Williamson Short-Wavelength Advantage
Infrared pyrometers rely on making a reading based on the amount of energy collected. The amount of energy collected can be affected by emissivity variance and optical obstructions. Selecting the shortest possible wavelength helps to eliminate variables such as emissivity variation and optical obstruction. Being less sensitive to these variables ensures for a more accurate reading compared to a general purpose long-wavelength sensor.Emissivity Variance
Every object emits infrared energy proportional to its temperature. Infrared pyrometers collect the infrared energy emitted by an object and convert it into a temperature value. Emissivity is the percent of energy emitted by an object compared to the theoretical amount of infrared energy emitted by a perfect emitter at the same temperature. The amount of energy emitted is a function of both temperature and emissivity.

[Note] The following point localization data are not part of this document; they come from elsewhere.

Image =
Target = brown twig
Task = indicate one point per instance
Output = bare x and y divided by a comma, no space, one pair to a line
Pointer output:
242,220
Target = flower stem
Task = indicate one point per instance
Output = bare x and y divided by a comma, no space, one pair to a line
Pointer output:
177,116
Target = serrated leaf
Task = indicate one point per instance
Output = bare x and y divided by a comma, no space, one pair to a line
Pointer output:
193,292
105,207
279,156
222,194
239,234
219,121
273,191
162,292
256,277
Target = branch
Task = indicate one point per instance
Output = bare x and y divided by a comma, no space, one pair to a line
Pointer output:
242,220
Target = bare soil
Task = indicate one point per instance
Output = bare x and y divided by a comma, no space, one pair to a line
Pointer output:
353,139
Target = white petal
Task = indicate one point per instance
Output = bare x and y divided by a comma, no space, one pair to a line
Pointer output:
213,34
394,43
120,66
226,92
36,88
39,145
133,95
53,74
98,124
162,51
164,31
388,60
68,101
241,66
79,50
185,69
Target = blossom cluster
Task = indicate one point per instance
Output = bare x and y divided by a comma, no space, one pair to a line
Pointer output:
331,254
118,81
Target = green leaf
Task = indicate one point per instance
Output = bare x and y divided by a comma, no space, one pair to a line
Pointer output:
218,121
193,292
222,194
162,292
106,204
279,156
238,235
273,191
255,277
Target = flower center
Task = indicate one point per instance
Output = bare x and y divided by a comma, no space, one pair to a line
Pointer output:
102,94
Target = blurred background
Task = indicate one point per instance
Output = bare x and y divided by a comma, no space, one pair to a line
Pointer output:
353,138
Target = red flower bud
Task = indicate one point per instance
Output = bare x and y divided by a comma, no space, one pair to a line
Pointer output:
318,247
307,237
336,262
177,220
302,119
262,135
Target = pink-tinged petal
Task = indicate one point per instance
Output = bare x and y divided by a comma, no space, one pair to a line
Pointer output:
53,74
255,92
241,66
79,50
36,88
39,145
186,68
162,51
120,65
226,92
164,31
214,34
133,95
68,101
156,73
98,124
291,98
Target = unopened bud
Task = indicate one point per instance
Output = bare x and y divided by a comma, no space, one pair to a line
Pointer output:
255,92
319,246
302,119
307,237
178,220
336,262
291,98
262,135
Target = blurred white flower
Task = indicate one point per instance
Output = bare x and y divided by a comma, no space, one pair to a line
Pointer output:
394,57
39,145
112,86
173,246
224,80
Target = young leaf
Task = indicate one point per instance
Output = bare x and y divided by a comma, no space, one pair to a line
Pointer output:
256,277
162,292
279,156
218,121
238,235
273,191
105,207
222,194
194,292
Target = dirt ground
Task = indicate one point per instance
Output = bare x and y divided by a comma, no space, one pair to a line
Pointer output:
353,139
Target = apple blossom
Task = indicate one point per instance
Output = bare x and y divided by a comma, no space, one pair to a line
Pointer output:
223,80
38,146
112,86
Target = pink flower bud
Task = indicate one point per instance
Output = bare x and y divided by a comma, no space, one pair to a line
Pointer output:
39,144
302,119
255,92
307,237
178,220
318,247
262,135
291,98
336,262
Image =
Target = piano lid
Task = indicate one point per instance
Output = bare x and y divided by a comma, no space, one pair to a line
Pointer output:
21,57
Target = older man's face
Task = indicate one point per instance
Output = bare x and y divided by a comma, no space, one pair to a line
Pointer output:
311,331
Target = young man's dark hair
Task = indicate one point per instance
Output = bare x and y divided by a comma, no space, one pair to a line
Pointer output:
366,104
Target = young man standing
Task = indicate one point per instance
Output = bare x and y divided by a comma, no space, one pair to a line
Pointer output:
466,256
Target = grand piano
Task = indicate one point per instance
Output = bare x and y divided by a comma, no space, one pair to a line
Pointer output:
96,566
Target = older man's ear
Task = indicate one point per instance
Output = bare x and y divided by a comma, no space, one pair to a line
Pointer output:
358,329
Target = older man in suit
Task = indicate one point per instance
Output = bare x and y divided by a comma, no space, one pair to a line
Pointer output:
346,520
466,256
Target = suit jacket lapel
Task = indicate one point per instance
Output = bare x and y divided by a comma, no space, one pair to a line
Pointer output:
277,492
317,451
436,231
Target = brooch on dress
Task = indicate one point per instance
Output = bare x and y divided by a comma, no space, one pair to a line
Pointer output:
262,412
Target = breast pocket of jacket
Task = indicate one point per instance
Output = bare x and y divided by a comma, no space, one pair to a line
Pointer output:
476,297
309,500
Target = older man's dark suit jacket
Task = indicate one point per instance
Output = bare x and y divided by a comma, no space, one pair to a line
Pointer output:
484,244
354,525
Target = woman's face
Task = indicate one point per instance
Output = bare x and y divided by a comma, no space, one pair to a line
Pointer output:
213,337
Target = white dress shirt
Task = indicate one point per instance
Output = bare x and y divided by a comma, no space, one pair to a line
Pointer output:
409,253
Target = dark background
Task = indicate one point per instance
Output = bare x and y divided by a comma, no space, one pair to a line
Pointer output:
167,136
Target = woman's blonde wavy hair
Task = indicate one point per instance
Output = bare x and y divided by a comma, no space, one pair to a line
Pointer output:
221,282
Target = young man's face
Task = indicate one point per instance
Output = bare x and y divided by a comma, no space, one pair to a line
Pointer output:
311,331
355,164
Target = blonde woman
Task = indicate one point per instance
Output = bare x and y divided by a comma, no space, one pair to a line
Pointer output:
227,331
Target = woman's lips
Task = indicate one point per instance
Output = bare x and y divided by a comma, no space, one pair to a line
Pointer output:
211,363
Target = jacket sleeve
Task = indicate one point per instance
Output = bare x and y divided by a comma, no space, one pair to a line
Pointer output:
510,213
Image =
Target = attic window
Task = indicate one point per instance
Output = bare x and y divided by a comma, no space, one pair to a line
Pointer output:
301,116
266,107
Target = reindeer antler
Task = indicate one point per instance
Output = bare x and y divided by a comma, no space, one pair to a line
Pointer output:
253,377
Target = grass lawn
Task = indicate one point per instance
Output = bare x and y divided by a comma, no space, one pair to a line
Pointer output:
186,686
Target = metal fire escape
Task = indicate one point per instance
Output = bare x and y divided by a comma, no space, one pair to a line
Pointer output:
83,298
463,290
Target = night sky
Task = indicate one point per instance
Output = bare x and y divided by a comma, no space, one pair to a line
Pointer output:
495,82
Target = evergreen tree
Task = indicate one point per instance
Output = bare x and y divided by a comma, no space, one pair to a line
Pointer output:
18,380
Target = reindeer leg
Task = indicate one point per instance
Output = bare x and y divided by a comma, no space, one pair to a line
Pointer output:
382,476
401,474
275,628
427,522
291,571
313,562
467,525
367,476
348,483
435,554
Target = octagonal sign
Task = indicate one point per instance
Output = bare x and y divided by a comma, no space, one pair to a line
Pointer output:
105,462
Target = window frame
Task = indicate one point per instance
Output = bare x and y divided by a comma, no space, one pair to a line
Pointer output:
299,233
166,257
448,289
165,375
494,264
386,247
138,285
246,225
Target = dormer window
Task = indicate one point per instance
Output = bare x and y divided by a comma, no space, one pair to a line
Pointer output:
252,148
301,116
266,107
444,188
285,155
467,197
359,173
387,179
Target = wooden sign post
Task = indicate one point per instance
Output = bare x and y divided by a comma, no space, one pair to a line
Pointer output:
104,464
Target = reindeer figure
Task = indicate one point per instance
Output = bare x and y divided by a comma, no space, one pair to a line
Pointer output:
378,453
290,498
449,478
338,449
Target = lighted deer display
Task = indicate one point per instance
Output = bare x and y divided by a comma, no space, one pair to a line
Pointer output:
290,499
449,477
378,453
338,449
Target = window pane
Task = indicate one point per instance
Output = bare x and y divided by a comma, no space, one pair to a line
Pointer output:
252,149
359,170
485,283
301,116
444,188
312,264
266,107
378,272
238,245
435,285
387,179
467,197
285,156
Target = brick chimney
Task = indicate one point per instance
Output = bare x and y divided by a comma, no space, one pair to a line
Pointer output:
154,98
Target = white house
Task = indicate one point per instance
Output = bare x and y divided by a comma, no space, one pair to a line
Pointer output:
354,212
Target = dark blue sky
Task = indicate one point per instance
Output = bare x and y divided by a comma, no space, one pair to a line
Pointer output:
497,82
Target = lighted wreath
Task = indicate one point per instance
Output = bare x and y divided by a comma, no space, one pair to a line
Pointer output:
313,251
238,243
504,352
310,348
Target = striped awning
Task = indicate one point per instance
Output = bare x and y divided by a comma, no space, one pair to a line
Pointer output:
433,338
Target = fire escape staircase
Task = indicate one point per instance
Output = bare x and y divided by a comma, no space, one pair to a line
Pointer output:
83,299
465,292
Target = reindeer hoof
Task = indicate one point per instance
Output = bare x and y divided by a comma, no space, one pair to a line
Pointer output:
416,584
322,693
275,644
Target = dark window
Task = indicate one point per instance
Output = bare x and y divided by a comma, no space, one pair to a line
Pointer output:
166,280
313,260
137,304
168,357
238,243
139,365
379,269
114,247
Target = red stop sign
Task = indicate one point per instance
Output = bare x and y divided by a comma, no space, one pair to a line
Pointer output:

Therefore, the emissivity of a measured target has a direct correlation to the energy reading of a pyrometer. Emissivity varies due to changes in material, surface texture, degree of oxidation, micro structure or surface contamination. The emissivity of a material can also vary at different wavelengths. The graph to the right shows that selecting the shortest possible wavelength will result in smaller errors due to emissivity variance. In fact, short-wavelength sensors can be 4-20 times less sensitive to emissivity variation compared to long-wavelength sensors. By reducing the errors caused by emissivity variation short wavelength sensors produce a more accurate and repeatable reading.